The stimuli is the initial thing that happens, the “cause” if you will. Thought is how you individually process the stimuli. Result is what happens because of the chain. Sometimes, we have control of all three, but we always have control of “thought”, provided we are aware and stubborn enough, and humans are good at being stubborn. 🙂

Most of the time, we get caught up in these stimulus – result chains without even giving thought to what control systems are in place that make us live the way we do. That’s where awareness comes in. If you are aware that someone’s putting you into a Skinner box, so to speak, then you become empowered to resist it.

Take Ghandi for example. Here is a man that willingly starved himself to fight for a higher cause he believed in. If he had the mere awareness of a rat, he would never have been able to accomplish what he did. He would have begun to search for food in a panicked state.

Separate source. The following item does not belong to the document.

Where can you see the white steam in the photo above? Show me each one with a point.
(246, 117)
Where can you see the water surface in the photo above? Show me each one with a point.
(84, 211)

But Ghandi used the ability that all humans have, or at least have the potential to have. He used his thought (and stubbornness) to ignore the stimulus of hunger, to ignore the stimulus that he was starving to death.

At the end of the day, suffering comes from what you think of the pain. Suffering is related to thought, and thus can be controlled. With meditation and focus, you can transmute the pain in your life to something different, something beautiful.